The National Federation of Independent Business joined 20 state attorneys general last week in the fight against Obamacare. They released a statement on November 4th announcing the decision. The NFIB is the self-proclaimed, “voice for small business owners in our nation’s courts,” and as such, the following statement reflects the view of many small businesses nationwide:
“Voters across the country signaled their distaste for the new healthcare law this week. They understand that it is fundamentally un-American for our government to force individuals to purchase a product from a private party against their will, and they strongly signaled that they don’t want the federal government to have this much power over their individual decisions. These are key issues at stake in the national lawsuit against the healthcare law brought by NFIB and 20 states.
Our arguments submitted today center around the fact that the Commerce Clause in the U.S. Constitution does not give Congress the authority to pass the individual mandate. The federal government simply does not have the constitutional power to force anyone to purchase a certain product from another private citizen. The commerce power permits Congress to regulate activities that substantially relate to interstate commerce. It does not allow Congress to compel inactive individuals to engage in economic activity against their will. If the courts uphold the individual mandate, it would be an unprecedented overreach of power by Congress and would ultimately result in the destruction of many of our individual liberties and freedoms.

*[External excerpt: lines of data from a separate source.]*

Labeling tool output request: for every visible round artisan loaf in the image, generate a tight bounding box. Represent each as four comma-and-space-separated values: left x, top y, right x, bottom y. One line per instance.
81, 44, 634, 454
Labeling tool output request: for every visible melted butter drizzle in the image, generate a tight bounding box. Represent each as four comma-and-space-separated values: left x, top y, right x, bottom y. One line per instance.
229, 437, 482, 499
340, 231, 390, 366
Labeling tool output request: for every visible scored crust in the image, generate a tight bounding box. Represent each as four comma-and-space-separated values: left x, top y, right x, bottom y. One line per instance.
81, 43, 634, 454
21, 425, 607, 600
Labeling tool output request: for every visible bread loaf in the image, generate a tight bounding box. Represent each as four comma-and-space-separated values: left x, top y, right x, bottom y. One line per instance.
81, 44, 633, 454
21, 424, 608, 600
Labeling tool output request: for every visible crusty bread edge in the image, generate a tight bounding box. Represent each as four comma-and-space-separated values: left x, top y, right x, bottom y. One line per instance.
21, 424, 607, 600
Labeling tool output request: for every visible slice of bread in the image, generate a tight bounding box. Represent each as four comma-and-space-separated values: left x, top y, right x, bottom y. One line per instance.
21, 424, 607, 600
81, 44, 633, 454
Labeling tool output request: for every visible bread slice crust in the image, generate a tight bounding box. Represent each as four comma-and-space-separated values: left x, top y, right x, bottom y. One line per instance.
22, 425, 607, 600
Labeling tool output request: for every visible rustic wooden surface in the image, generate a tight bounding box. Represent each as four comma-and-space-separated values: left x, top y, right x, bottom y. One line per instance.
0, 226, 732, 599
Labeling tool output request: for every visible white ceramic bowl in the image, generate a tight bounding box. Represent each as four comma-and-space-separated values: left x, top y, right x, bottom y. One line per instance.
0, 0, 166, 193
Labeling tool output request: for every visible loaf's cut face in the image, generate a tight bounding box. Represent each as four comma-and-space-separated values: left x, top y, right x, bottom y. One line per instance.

If Congress can compel individuals to buy or sell particular goods and services merely because their decision not to do so has broader economic consequences, then congressional power is virtually limitless. This is clearly not what the American people want and must be ruled unconstitutional in order to preserve the checks and balances placed on all branches of government by our constitution.”
In addition to the NFIB, Mitch McConnell has urged his collegial Republican Senators to join him in issuing a suit against the federal government as an amicus brief. Under the amicus brief, McConnell cites his responsibility as a United States Senator to uphold the rights inherent in the constitution. All members of Congress take an oath to uphold the Constitution of the United States. As a Congressional representative and Senate minority leader, McConnell feels that acquiescing to the Executive’s effort to push through comprehensive health care reform is contrary to his pledge to the nation. Below is an excerpt from his brief:
Members of Congress are, by virtue of their oath, under a responsibility of their own to uphold the Constitution of the United States and to ensure that the Legislative Branch stays within the bounds of the powers afforded it by the Constitution.
Amici are cognizant of their responsibility to uphold the Constitution, and as a result they raised two constitutional points of order during consideration of the health care bill. On December 23, 2009, Senator Ensign raised a point of order that the bill would violate the Constitution because Congress’ enumerated powers in Article I, section 8 do not give it the authority to mandate that people engage in activity (i.e., buy insurance meeting federal requirements) or be fined. The same day, Senator Hutchison raised a point of order that the bill would violate the Tenth Amendment, which states that “The powers not delegated to the United States by the Constitution, nor prohibited by it to the States, are reserved to the States respectively, or to the people.”
In a letter to his fellow Republicans, McConnell extends an invitation to joinin enacting this amicus brief. The invitation and the announcement of his intention to take legal action was released yesterday. I should think it will not take long for his GOP colleagues to jump on board. McConnell’s final paragraph reads as follows:
As the Supreme Court has noted, the Framers of our Constitution conceived of limitations on government “to ensure protection of our fundamental liberties.” By preventing the “accumulation of excessive power,” the Constitution is designed to reduce the “risk of tyranny or abuse” from either state or federal government. The PPACA would remove an important bulwark of this protection.
He is absolutely correct. Given the GOP minority in the Senate, it has become apparent that a repeal of Obamacare through legislative action is not feasible. However, it is possible that the court system could rule in favor of the injunction issued by 20 states and a group of GOP Senators. The involvement of a third-party, the NFIB, lends further credibility to the GOP case of constitutionality. It may be that the courts offer the best chance for the American people to demolish Obamacare, and the more actors involved in the prosecution, the better the case for repeal.